In the recent movie ‘Son of God,’ a new 'life of Jesus' movie some interesting additions were made to the biblical account based on historical records outside the Bible.   What the writers did was not to go against or counter to the Bible Story, but to enhance it by showing just how difficult life was for the Jew in Jesus’ day.  They were living under the oppression of Rome.   They were living under the oppressive Jewish leadership who were still using the law against the people more than for the people.  My favorite part of the new gospel depiction came in the opening of Jesus ministry, when Jesus’ teaching was interrupted by the crippled man who was lowered down to him through the roof of a home.  As in the NT account, the very first thing Jesus does is to announce to this cripple that his ‘sins are forgiven’.  This was important, because a person who is sick or invalid first wonders what they have done to deserve such a life.  Jesus wanted the man to know that his ‘sins’ are not the problem.  God has forgiven his sins.  Jesus has forgiven his sins.   His sins are not the problem.   As the local Jewish rabbi objects to a human having such power to forgive sins,  Jesus does not answer the charge of blasphemy with mere words.  Jesus looks at the crippled man again and then turns to the Rabbi and asks him,  Is it easier to say ‘your sins are forgiven’ or to say ‘get up and walk’.  With this, the crippled man ‘gets up and walks’.  The crowd is amazed.  The rabbi is silent.  Who can argue when the ‘promise’ of healing, salvation, and hope has come alive? 

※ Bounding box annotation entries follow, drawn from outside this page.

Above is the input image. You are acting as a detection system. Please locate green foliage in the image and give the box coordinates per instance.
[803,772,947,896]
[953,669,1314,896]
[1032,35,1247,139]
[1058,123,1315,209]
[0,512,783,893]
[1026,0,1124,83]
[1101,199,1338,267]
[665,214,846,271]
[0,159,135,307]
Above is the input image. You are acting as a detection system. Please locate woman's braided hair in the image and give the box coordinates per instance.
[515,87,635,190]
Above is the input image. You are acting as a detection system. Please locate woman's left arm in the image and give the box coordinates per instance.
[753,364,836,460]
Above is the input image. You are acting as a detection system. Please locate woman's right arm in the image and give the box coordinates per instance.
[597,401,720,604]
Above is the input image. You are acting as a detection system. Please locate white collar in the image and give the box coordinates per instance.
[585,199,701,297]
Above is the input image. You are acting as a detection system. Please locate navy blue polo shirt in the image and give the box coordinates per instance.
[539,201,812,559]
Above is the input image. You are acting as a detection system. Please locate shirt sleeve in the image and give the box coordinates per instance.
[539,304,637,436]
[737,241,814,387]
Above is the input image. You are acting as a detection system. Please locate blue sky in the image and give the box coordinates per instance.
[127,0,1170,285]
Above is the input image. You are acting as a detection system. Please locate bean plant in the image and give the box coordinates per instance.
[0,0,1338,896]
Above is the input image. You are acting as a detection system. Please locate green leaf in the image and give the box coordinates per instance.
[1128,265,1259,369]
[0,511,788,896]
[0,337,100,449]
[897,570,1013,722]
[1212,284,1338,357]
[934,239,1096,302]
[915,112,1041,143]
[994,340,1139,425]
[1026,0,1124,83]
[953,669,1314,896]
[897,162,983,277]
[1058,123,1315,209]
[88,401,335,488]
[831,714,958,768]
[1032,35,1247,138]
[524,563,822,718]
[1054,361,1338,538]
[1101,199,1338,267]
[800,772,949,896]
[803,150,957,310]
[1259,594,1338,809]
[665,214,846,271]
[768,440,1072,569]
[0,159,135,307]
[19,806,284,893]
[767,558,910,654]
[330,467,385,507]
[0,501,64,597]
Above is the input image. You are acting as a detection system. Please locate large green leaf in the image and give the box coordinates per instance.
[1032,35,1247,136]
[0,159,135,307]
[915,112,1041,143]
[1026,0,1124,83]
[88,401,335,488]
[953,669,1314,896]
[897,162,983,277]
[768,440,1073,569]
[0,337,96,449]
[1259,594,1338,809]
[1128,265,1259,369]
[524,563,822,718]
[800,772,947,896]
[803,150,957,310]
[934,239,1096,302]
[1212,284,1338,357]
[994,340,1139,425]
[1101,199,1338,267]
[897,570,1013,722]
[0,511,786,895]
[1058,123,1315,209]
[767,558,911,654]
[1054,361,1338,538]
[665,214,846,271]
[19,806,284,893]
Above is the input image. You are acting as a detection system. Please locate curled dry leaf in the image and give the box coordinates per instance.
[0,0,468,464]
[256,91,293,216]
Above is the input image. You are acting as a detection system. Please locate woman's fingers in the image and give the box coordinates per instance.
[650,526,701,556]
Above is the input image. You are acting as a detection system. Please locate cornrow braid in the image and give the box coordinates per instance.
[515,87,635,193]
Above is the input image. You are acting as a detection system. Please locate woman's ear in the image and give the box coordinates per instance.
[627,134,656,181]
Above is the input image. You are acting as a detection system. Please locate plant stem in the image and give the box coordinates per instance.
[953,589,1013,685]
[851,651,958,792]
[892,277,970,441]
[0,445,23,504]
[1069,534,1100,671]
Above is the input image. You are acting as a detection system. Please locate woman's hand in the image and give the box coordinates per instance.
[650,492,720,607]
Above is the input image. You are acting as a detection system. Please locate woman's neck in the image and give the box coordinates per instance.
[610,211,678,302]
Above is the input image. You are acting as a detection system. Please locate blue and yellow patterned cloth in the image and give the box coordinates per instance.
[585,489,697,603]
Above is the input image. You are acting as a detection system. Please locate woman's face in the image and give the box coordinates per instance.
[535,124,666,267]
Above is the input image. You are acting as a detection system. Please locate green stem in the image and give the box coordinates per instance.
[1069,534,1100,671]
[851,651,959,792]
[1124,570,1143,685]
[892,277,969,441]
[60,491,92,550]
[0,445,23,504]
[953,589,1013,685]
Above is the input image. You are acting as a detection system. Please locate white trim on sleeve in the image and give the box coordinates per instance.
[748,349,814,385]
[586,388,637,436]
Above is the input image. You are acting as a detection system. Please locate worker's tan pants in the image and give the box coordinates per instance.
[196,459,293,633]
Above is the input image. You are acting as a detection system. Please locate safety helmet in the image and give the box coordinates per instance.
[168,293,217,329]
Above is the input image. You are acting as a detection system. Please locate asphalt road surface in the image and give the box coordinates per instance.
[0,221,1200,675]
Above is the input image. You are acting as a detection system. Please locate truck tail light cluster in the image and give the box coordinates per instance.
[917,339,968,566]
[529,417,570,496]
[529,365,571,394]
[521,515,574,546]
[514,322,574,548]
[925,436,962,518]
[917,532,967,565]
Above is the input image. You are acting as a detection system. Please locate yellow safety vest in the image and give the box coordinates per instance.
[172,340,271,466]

This is what you don’t have when you lose faith: You lose the Spirit.  You lose hope.  You lose the future.  You lose the promise.    What the gospel teaches is not that everyone will get the ‘healing’ they want,  through faith in Jesus Christ,  but it does teach us that everyone will receive ‘the promise of the Spirit’ and will become ‘children of God’ who live toward the fulfillment of everything.  This is a promise and a fulfillment that begins now, by faith.   It is a promise that comes to all who ‘live by faith’ awaiting the promises of God to be unfold and be fully fulfilled.    

Before you walk away from faith, think about if you want to lose the only thing worth living for and living by?   The ‘facts’ of life are out to get everyone one of us,  and only ‘faith’ can save.   And the only faith that can redeem anything is the kind of faith that will redeem everything through Jesus Christ.     Without faith we are ‘imprisoned’ without hope, Paul says.  Without faith, we have no promise.    Faith is 'gift' you don’t want to lose.    Without it, you will lose everything.  With it, you will have all the promises of God.   Do you still have faith?   You’re gonna need it.  In fact, you need faith right now.   Faith is a gift God can give you.   He can give it to you just like he first gave it to Abraham when he ‘believed’.   Faith is life greatest gift.  Amen.